И он снова начал чертить на новом листе:

– Видите, этот блок Роберта и Якова? Это охрана между их комнатами. Это колючая проволока вокруг лагеря. А тут две вышки с караульными. Теперь Вам понятно, что по диагонали от кровати Якова до вышки всего несколько метров. Надо было занести лопатки, спрятать их под кроватью Якова. Опасность состояла в том, что именно этот барак находился под постоянным наблюдением охранников. Но в этом был и положительный элемент, поскольку их блок не вызывал подозрений. Вся ответственность лежала на личной охране Якова и Роберта. Комитет ввёл в план побега и Якова Осиповича, хотя он не был участником побега, а только сочувствующей стороной. Возможно, Яков предполагал совершить побег вместе с Робертом и другими участниками заговора, но своими планами он не делился ни с кем, хотя всеми возможными способами старался помочь его успешному выполнению. Я точно знаю, в планы комитета по побегу не входило взять с собой Якова Джугашвили. Сын Сталина был слишком известной личностью. Если бы побег был осуществлён, то Яков Осипович был бы неимоверной обузой.

– Значит: его только использовали и даже, скорее всего, подставили?

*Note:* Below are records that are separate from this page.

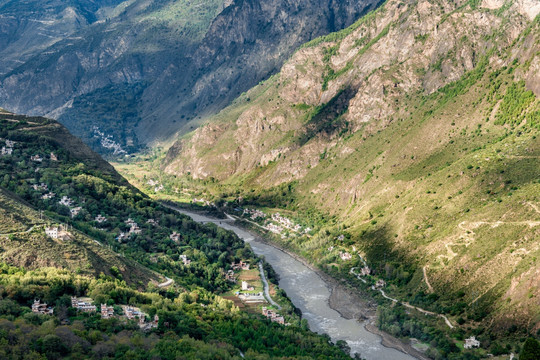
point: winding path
(267, 288)
(167, 283)
(426, 279)
(406, 304)
(20, 232)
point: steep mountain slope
(113, 243)
(152, 68)
(417, 130)
(24, 243)
(28, 27)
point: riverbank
(346, 302)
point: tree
(531, 350)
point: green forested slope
(195, 322)
(414, 133)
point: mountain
(70, 225)
(152, 67)
(28, 28)
(414, 133)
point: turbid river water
(310, 293)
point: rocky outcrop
(417, 128)
(29, 27)
(186, 70)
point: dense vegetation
(192, 325)
(194, 321)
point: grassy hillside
(414, 134)
(116, 248)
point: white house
(52, 232)
(471, 343)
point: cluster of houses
(107, 312)
(471, 343)
(240, 266)
(57, 233)
(36, 158)
(273, 316)
(185, 259)
(287, 223)
(74, 210)
(40, 187)
(229, 276)
(157, 186)
(8, 148)
(42, 308)
(175, 237)
(100, 219)
(135, 313)
(246, 286)
(204, 202)
(251, 297)
(133, 229)
(107, 142)
(253, 214)
(81, 305)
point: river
(310, 293)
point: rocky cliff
(154, 66)
(417, 128)
(29, 27)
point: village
(251, 293)
(276, 223)
(85, 305)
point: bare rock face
(360, 79)
(29, 27)
(404, 126)
(153, 75)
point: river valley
(311, 294)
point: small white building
(48, 196)
(82, 305)
(7, 151)
(175, 237)
(66, 201)
(39, 308)
(246, 287)
(135, 229)
(471, 343)
(107, 312)
(121, 237)
(36, 158)
(52, 232)
(185, 260)
(75, 211)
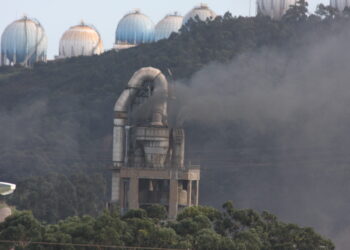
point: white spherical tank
(203, 12)
(23, 42)
(274, 8)
(80, 40)
(340, 5)
(168, 25)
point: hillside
(56, 121)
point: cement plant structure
(148, 156)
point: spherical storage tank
(135, 28)
(23, 42)
(340, 4)
(203, 12)
(274, 8)
(80, 40)
(167, 26)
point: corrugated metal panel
(340, 4)
(203, 12)
(168, 25)
(274, 8)
(135, 28)
(80, 40)
(24, 41)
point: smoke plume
(277, 132)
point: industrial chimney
(148, 156)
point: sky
(58, 15)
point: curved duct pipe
(159, 113)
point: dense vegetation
(56, 118)
(200, 228)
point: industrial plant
(24, 41)
(149, 156)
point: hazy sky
(58, 15)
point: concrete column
(134, 193)
(115, 186)
(173, 198)
(189, 193)
(197, 193)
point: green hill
(56, 122)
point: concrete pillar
(197, 193)
(173, 198)
(189, 193)
(134, 193)
(115, 186)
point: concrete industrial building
(273, 8)
(148, 156)
(23, 42)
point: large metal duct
(159, 112)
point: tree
(297, 13)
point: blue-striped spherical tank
(203, 12)
(24, 42)
(135, 28)
(168, 25)
(80, 40)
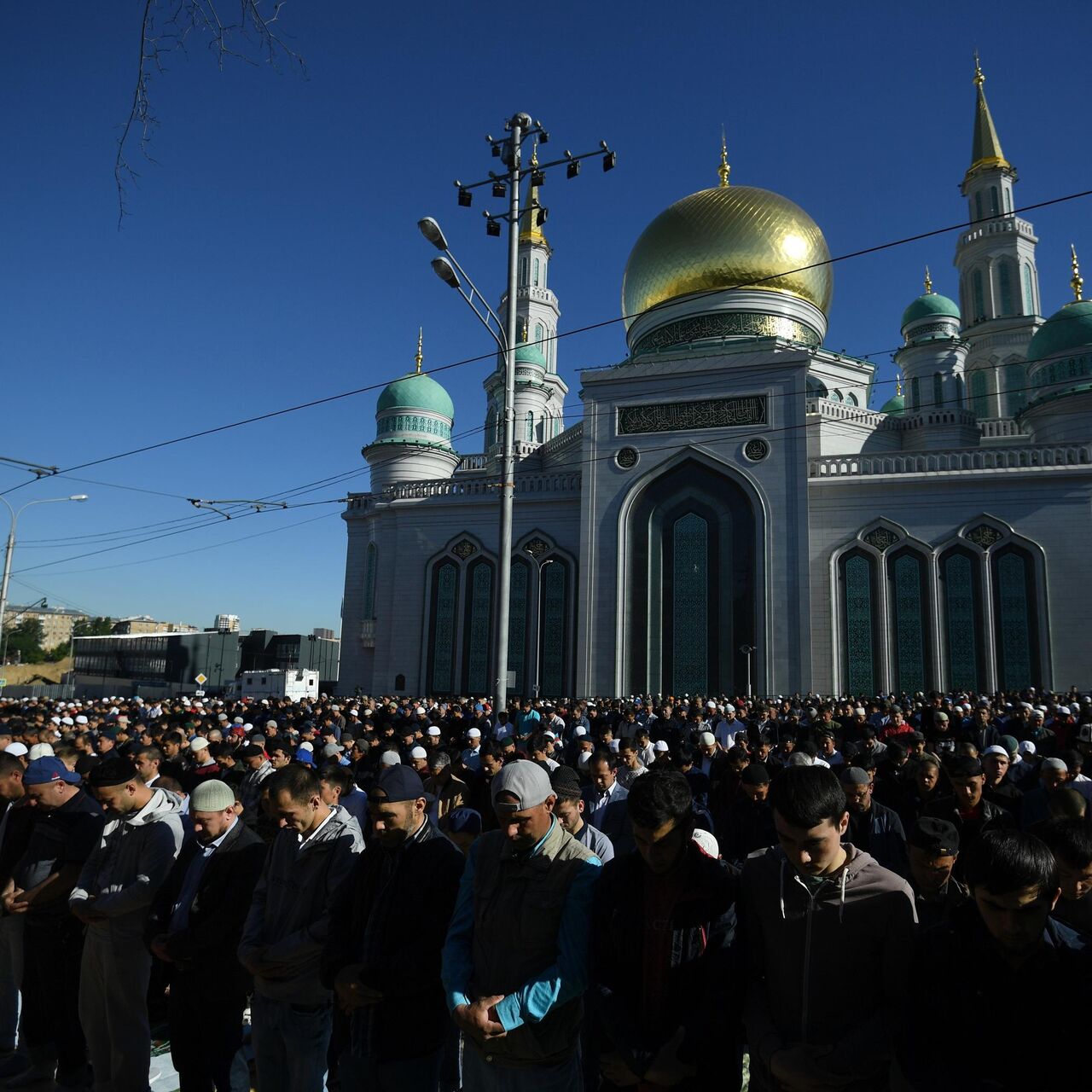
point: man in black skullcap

– Думайте, как хотите, но не судите современными мерками! В часы прогулок Якова и Роберта блок оставался без охраны, поскольку личный караул сопровождал их. Решено было использовать для подкопа часы их прогулок. Начинались прогулки с восьми часов утра, а после обеда они вновь попросились на прогулку, которая продолжалась до вечера. В блок приходили совершенно замерзшими, но удлиняли прогулки, как только можно. Почти две недели длилась работа. Докопали до колючей проволоки, по которой ток не пропускался. Но подойти к ней по территории лагеря было абсолютно невозможно. Поэтому копали глубоко под землёй.

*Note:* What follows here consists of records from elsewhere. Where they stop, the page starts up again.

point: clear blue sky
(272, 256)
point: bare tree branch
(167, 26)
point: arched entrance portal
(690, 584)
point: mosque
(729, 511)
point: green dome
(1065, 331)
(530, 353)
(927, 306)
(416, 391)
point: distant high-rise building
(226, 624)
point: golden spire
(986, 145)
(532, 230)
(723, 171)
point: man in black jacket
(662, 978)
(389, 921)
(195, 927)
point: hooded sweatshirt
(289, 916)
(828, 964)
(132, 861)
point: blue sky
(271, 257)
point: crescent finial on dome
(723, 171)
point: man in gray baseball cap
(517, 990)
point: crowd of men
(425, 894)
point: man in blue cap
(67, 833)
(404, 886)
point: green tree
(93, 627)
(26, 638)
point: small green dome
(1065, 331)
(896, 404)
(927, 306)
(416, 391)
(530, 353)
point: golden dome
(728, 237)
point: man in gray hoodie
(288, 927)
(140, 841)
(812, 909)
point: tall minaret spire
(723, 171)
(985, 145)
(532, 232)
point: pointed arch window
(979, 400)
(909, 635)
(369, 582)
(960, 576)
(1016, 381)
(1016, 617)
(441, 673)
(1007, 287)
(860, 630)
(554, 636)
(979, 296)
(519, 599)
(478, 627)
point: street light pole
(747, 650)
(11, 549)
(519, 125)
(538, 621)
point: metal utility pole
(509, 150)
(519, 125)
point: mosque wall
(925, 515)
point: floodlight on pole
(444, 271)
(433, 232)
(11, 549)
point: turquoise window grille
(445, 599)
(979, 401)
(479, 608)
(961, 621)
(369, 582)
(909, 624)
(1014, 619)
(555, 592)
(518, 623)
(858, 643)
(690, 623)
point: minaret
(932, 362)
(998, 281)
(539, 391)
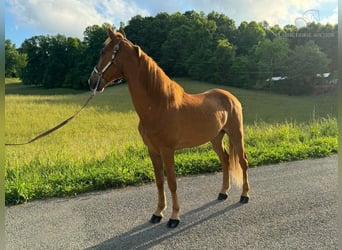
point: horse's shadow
(147, 235)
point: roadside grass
(102, 149)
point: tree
(14, 61)
(271, 57)
(248, 36)
(304, 63)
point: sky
(27, 18)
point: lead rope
(54, 128)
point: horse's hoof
(244, 199)
(172, 223)
(222, 196)
(155, 219)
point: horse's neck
(152, 91)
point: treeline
(203, 47)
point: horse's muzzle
(96, 83)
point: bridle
(101, 72)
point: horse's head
(108, 68)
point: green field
(101, 148)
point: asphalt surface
(292, 206)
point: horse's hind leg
(237, 142)
(224, 159)
(159, 175)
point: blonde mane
(158, 84)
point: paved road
(292, 206)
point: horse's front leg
(169, 166)
(159, 175)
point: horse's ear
(138, 50)
(111, 33)
(122, 32)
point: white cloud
(333, 19)
(70, 17)
(274, 12)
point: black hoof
(172, 223)
(222, 197)
(155, 219)
(244, 199)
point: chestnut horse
(172, 119)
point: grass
(101, 148)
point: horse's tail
(235, 169)
(236, 145)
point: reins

– А как же выносили землю?

– Тут Вы, мадам, правы! Но на что инженерные, да ещё еврейские головы? Одни приносили к Якову и Роберту в больших сумках что-нибудь к завтраку, а другие приходили, французы-гурманы, уже к обеду тоже с едой. В этих сумках проносили лопатки, а потом и в них же выносили землю. Так незаметно в этих же сумках! Это было в феврале 1943 года. Поражение немцев под Сталинградом совершенно совпало с подкопом, который вели французские военнопленные офицеры из комнаты сына Сталина. И вдруг провал операции! В тот момент, когда подкоп вели под колючей проволокой, лаз завалило землёй. Шум поднялся настолько сильный, что его услышали охранники с вышек.

– Как же вас оставили после этого в живых?

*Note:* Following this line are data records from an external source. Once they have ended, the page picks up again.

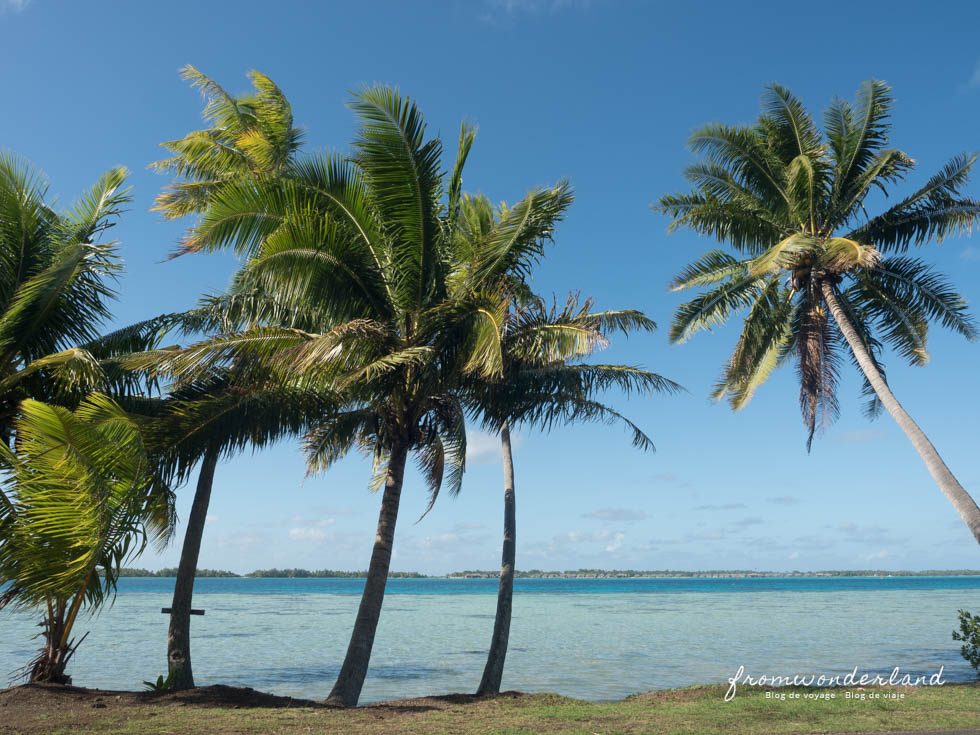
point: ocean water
(598, 639)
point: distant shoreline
(570, 574)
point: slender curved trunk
(347, 690)
(179, 635)
(951, 488)
(494, 670)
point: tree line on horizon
(171, 572)
(379, 307)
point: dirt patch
(77, 706)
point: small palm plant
(80, 496)
(815, 271)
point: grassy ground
(700, 710)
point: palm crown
(791, 201)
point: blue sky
(605, 94)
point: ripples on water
(593, 639)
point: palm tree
(251, 137)
(540, 380)
(817, 270)
(80, 497)
(359, 250)
(54, 289)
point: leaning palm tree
(816, 270)
(250, 137)
(55, 288)
(540, 381)
(361, 248)
(80, 497)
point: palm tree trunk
(951, 488)
(179, 635)
(347, 690)
(494, 670)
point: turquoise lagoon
(598, 639)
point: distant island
(568, 574)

– Немцы очень злились, ругались, кричали, полагая, что побег готовился специально для Якова. Подозревали даже, что это была «рука Кремля». Мы ведь тогда не знали, что Сталин отказался обменять сына – старшего лейтенанта на генерал-фельдмаршала Паулюса. Но поскольку нас не казнили, а вся злость была обращена на Якова, вероятно, эта версия для немцев была наиболее естественной. Я лично не представляю, как Сталин мог заслать своих людей в лагерь? Яков Джугашвили вёл себя мужественно и благородно, никого не выдал. Поэтому мы с Робертом сохранили о нём добрую память. Вскоре нас перевели в новый лагерь, а Якова срочно отправили из нашего лагеря в Люббене в лагерь для военнопленных англичан.

– И тут Вы, месье Дидье, расстались с Яковом Джугашвили навсегда?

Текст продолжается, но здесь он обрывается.